Source Pensions – a tough lesson for auto-enrolment.

Source Pensions

Over the weekend , the Telegraph published a story about Source Pensions . In the article it correctly claims that many pension savers have been automatically enrolled into illegal schemes. Source Pensions admit this is “regrettable”, I agree,

You can read my blog published last month on the subject here. This blog is also now published in Professional Pensions. I argue that the lack of candour of schemes such as  Source about how they actually operate is threatening auto-enrolment’s good name.

In the Telegraph article Katie Morley writes

“It (Source) is the first major legal setback to hit “auto-enrolment”

She is right. While the pension industry worries about the fines meted out to employers for non-compliance with auto-enrolment regulations, the public worry about their savings.

Over the past 12 months , we have had a number of pension providers who have not been offered on . Source was one of them. The reason is always the same, unless we can be satisfied that the workplace pension stacks up against our six criteria, we do not offer it to the public. For the most part, small providers find it too much hard work to answer our due diligence, some answer it and we are unimpressed and occasionally we follow the Regulator’s process where we suspect there may be a fraud.

Almost all the problems we have had with pensions over the past 30 years could have been avoided if those selling and purchasing the pension plans , had been rigorous in their selection.

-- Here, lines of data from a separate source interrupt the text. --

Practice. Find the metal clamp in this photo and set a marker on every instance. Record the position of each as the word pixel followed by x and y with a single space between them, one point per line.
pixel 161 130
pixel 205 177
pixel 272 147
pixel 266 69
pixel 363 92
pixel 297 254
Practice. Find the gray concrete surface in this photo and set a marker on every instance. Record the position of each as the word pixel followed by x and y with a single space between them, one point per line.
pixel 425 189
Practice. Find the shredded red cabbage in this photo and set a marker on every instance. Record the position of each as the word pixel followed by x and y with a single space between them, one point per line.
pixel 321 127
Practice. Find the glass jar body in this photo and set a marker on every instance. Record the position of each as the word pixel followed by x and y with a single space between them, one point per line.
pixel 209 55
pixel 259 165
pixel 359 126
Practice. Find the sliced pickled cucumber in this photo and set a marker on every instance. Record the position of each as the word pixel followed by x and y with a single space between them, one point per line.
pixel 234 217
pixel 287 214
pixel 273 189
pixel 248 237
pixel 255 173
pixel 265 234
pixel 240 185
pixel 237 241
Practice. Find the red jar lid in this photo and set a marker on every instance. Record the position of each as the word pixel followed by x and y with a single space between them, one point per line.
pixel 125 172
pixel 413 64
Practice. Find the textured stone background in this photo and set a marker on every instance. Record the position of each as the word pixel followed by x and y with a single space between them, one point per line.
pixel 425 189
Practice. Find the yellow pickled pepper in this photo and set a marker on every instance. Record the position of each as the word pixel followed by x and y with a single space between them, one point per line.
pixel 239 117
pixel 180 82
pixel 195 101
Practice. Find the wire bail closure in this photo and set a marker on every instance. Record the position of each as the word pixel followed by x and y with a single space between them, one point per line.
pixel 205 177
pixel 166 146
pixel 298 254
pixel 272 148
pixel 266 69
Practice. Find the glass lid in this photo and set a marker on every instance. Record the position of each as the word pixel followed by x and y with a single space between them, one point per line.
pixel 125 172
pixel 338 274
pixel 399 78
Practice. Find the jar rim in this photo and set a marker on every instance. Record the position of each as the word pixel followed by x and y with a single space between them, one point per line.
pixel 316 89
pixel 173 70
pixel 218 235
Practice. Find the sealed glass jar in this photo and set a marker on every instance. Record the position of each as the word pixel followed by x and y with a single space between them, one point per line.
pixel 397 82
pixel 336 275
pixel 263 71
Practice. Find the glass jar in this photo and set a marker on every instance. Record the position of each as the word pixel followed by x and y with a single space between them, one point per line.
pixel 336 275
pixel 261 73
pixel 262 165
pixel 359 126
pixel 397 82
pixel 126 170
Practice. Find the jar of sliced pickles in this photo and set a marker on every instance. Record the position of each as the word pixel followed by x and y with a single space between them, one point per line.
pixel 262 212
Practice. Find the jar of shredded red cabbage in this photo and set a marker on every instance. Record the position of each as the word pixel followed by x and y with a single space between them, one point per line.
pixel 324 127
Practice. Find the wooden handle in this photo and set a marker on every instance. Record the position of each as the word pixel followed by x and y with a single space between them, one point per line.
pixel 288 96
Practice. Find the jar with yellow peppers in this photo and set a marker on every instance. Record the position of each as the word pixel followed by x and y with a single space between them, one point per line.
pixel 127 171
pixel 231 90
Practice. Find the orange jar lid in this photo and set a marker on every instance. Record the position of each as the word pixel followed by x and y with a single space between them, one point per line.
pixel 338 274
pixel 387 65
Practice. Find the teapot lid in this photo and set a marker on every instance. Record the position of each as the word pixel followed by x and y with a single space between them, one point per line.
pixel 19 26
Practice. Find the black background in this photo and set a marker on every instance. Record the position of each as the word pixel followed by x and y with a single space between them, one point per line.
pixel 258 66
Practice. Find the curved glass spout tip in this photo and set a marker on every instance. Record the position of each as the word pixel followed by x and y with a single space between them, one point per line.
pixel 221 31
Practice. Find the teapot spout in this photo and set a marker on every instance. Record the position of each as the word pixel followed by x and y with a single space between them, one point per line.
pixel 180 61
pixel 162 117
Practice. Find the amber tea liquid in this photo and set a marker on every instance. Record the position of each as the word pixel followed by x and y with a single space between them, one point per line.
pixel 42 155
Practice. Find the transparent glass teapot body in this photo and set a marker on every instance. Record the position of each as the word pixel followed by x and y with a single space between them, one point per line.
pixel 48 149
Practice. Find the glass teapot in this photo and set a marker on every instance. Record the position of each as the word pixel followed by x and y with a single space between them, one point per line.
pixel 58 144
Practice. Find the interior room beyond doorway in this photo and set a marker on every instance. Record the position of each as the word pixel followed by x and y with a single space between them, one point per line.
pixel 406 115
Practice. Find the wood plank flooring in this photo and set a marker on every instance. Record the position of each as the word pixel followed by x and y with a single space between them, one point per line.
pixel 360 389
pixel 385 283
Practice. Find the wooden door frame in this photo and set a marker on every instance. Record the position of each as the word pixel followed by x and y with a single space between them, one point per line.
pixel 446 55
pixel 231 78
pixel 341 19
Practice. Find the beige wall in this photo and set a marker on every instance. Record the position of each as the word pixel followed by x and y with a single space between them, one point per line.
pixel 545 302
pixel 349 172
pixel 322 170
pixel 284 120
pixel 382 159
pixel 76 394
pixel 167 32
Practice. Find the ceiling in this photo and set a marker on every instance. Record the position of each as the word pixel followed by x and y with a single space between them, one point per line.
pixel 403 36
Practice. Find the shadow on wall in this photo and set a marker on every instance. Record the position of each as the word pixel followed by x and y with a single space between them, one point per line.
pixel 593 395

Source is an interesting case study. Katie found a corporate purchaser who claimed

“I wanted my staff to have the best pensions possible but when I approached the big providers they said they don’t work with small businesses like mine.

“I chose Source Pensions because they were cheap, but that turned out to be a mistake.”

This sounds  implausible. Not only does NEST have a public service obligation to take small schemes, but there are a host of other providers keen to do business with employers large enough to have already staged. Nor are Source Pensions that “cheap”.

I suspect that this particular purchaser didn’t have a clue what he was up to and was prepared to take the adviser’s advice. Most S0urce sales were “advised”.

The reason that Source Pensions were popular was that they offered financial advisers an opportunity to do what they feel they are best at, manage the accumulating wealth of individuals. Source openly advertised their arrangement as a way for advisers of getting paid by the pension fund (AUM or “asset under management” remuneration).Source Pensions 4

As each employer had their own Source Pension, each could have their own investment structure and (by extension) there own investment managers.Source was a godsend for advisers wishing to differentiate themselves.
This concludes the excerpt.